Washington, D.C., March 2010: “We have been talking here about the enormous mortgage scandal and in response to many questions from readers, here are comments, suggestions and certain solutions: If the bank owns the mortgage company and is also the trustee for the loan and the title companies and the insurance company, the only thing they need to make a deal is the consumer. They issue one loan to the consumer and one to themselves. One is recorded in the county the property is located with the lender as the beneficiary; one is recorded with MERS with MERS as the beneficiary.
Since the consumer only pays on the loan he signed up for, the second loan eventually goes into default because of non-payment, which activates the foreclosure process by the trustee. These non-judicial foreclosures are kept in-house and are only known about by the insiders (the MERS network). This includes the lenders, real estate brokers, lawyers and title companies and other criminals, all of whom are breaking the law. Three months later the non-judicial foreclosure takes place without public knowing about it.
The trustee for the lender adds the outstanding debt on the second bogus loan to the bid price for the property. Since the bid is now 80% +(typical value of second loan) of the original appraisal, the lender is able to clear the first and second loan off their books and now owns the property. The owner never knows what has happened but technically, the real first loan and bogus second loan is cleared by right of the non-judicial foreclosure, the lender now owns the property free and clear and the owner becomes a renter. If someone other than the lender buys the foreclosure, they are issued a Substitution of Trustee and a Deed of Reconveyance from MERS (Mortgage Electronic Recording System). The payment for the foreclosure (generally the amount of the borrowers loan balance at the time) is the price of admission into the loan pool of funds. Instead of getting to take ownership of the foreclosure property, they now have an investor number and an investor loan number which puts them in the real estate investment trust and secures there position in line to collect..

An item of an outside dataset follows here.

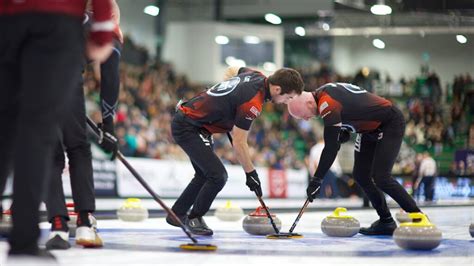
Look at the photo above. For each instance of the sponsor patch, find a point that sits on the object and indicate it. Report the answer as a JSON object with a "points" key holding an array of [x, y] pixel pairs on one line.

There is always the title policy that is often time collected on by the group as well since most of the title policies issued pay the lender for the property because of unmarketable title either because of easements, restrictions or other title flaws that are placed on the property using DMS Order Management Software. The title company can pick a start date and a plant date to insert negative history on the property that never really happened but clouding the title so they can collect once the home has closed. These encumbrances are added to the property history after the preliminary title report is issued but before the property closes escrow.